On April 3, the company put its position succinctly in an e-mail message to Ms. Miller: "Please note that unfortunately, we cannot supply I.P. addresses. Sorry."
That is precisely what they should have done, said Mark Brooks, an online personals industry analyst and the editor of Online Personals Watch, an industry newsletter. "They can't possibly give that out to another user," said Mr. Brooks, who is a former executive of dating and social networking sites like Cupid.com and Friendster. "It might be a stalker calling to get that information."
Executives for iwantu.com did not return phone calls or e-mail messages seeking comment, and the contact number provided on the imatchup.com Web site for the media relations representative and "Romance Director," Dan Levine, connected to the customer service department instead. A representative reached last weekend said he was not sure why that number was listed, and suggested sending an e-mail message or a letter.

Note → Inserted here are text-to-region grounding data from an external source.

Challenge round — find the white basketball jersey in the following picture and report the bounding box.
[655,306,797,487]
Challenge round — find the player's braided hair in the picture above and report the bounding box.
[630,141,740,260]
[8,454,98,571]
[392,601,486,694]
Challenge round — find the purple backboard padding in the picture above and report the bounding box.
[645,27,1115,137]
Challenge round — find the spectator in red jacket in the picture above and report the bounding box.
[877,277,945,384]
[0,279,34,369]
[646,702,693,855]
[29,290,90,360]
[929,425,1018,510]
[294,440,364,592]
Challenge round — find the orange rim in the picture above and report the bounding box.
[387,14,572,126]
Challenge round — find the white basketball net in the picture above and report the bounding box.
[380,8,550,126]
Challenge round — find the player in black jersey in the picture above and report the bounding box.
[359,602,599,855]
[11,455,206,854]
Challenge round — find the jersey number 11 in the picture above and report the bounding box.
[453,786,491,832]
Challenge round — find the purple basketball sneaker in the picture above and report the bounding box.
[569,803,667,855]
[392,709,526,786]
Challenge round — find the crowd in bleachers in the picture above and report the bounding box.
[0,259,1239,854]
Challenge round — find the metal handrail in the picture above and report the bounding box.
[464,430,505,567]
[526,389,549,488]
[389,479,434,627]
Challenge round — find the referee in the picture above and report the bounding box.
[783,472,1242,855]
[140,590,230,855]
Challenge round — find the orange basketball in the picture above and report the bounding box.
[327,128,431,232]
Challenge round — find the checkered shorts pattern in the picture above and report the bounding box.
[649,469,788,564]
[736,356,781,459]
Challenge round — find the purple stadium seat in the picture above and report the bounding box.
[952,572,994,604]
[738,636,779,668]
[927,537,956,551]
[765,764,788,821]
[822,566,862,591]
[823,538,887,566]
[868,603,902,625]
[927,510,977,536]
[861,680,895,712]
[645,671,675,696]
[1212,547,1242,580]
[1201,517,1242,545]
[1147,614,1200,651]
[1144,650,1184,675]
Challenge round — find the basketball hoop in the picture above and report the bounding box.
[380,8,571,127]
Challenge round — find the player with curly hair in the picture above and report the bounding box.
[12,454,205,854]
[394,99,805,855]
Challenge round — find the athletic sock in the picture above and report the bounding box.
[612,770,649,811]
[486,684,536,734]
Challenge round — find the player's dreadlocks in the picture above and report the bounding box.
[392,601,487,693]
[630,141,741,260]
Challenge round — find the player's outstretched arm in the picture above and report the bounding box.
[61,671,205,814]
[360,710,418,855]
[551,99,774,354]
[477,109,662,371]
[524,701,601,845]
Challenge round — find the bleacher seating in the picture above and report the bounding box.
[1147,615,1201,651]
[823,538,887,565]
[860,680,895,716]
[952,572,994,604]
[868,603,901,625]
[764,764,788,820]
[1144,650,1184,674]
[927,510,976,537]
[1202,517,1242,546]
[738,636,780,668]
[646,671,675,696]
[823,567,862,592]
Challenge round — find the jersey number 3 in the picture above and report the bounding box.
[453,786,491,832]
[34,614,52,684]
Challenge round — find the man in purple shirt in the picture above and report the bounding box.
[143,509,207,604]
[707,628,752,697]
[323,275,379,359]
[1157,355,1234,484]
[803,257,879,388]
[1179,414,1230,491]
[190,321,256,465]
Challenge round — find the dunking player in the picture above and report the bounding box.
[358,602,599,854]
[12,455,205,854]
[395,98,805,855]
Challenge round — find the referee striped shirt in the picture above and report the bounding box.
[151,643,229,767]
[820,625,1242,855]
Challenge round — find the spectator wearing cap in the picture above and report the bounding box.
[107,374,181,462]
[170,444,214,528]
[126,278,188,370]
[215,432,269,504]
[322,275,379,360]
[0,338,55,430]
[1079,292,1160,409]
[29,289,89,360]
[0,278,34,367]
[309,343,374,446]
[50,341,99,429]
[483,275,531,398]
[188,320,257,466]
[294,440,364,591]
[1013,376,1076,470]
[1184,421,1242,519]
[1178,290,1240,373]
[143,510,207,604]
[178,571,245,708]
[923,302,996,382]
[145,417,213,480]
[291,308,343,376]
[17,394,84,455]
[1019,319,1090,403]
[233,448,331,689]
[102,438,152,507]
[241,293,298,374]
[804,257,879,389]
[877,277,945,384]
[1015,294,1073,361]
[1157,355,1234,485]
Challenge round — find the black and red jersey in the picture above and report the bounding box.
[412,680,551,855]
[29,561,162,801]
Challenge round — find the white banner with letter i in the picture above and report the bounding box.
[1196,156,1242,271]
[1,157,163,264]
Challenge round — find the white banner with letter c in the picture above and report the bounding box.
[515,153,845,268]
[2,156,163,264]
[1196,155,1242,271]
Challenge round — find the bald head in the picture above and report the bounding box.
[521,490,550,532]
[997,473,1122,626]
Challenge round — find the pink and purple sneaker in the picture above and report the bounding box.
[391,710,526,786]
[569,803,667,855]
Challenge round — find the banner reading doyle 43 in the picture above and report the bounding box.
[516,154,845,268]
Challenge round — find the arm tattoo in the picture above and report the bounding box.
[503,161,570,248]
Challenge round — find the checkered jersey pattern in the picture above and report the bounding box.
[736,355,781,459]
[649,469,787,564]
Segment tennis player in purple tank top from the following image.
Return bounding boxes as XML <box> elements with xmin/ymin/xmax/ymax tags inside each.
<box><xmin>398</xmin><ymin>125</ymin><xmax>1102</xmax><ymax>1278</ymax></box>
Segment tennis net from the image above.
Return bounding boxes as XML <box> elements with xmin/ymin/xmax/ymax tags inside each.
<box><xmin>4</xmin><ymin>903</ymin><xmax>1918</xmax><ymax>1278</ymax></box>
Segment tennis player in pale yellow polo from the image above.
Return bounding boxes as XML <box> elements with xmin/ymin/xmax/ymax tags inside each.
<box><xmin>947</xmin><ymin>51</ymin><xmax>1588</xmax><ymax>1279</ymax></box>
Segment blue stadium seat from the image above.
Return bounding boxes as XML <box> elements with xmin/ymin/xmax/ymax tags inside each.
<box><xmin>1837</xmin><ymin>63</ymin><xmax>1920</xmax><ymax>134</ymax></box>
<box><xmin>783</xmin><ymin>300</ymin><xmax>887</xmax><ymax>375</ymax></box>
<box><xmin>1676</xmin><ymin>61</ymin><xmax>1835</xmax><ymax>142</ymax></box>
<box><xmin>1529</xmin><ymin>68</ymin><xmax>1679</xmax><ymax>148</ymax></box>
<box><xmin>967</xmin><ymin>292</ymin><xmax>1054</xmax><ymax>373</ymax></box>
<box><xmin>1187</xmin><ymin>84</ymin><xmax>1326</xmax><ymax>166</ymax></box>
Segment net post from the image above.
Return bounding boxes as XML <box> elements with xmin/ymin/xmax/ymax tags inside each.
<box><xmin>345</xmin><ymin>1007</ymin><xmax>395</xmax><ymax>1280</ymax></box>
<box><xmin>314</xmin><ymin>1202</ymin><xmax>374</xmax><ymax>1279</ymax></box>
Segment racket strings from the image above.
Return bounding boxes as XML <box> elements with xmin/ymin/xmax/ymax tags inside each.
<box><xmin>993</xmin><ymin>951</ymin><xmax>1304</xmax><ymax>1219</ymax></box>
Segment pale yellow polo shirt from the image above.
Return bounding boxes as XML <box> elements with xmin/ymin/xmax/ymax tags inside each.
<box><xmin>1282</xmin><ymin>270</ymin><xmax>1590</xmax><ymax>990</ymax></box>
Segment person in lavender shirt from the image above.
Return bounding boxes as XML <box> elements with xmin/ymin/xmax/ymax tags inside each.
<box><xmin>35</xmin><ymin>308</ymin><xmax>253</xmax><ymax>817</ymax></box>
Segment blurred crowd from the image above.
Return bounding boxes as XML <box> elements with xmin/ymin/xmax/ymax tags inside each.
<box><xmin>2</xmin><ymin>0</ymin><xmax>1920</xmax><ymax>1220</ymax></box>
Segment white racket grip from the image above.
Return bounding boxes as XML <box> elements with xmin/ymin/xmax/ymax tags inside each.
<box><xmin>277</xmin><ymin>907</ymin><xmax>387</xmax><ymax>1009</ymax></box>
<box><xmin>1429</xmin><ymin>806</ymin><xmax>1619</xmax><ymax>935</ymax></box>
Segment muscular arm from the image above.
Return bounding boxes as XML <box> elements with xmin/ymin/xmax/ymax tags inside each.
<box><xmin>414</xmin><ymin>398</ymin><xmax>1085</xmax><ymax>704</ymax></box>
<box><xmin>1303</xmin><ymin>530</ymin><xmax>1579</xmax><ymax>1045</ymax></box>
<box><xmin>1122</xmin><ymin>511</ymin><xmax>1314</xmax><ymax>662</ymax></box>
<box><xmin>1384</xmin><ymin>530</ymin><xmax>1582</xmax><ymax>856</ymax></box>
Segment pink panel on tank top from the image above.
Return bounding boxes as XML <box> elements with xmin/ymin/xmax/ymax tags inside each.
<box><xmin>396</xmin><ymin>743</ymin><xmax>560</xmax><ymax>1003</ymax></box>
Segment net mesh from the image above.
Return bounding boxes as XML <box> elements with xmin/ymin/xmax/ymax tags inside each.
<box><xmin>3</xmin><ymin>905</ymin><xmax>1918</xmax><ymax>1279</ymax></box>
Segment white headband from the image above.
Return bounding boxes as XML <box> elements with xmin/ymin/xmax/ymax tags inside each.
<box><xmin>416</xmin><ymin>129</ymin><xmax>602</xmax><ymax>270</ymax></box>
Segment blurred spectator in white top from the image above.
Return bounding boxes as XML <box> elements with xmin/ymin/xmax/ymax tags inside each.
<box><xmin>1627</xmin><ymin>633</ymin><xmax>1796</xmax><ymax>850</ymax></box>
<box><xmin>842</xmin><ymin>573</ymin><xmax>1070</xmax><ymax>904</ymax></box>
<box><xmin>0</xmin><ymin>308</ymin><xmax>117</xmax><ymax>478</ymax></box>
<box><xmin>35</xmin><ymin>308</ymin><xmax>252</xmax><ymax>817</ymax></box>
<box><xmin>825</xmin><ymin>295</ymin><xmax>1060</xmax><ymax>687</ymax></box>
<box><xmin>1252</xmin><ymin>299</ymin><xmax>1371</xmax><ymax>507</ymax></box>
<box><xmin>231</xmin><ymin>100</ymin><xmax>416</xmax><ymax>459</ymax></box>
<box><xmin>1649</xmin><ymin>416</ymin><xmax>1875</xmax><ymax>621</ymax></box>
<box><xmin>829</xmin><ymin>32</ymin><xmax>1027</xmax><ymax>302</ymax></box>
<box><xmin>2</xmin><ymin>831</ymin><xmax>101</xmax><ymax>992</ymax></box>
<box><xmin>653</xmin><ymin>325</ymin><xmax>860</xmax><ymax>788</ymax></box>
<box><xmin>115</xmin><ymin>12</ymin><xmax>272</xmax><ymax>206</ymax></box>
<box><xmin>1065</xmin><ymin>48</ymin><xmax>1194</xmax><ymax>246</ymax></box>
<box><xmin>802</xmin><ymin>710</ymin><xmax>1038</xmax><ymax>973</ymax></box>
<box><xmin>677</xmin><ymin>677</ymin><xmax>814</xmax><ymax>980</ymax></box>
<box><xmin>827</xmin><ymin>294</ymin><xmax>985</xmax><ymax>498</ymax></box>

These are delicate issues for an industry that is in the throes of a debate about client safety and security. Several states are considering legislation that would require online personals services to disclose whether they conduct background checks on their members.
According to Mr. Brooks, most members of the industry are sensitive to issues of online safety, but argue that background checks which must rely on third-party commercial data brokers with spotty information are expensive and by no means foolproof.
And yet one service, True.com, has quickly become one of the most popular personals sites by conducting background checks on anyone seeking to make a connection. Its staff promises to prosecute those who misrepresent themselves on the site a concept that Ms. Miller might endorse. She said she planned to pursue her tormenter until he is found.
"I do feel that the Internet is a wonderful tool," she said. "I just want to make sure it's kept safe for everyone."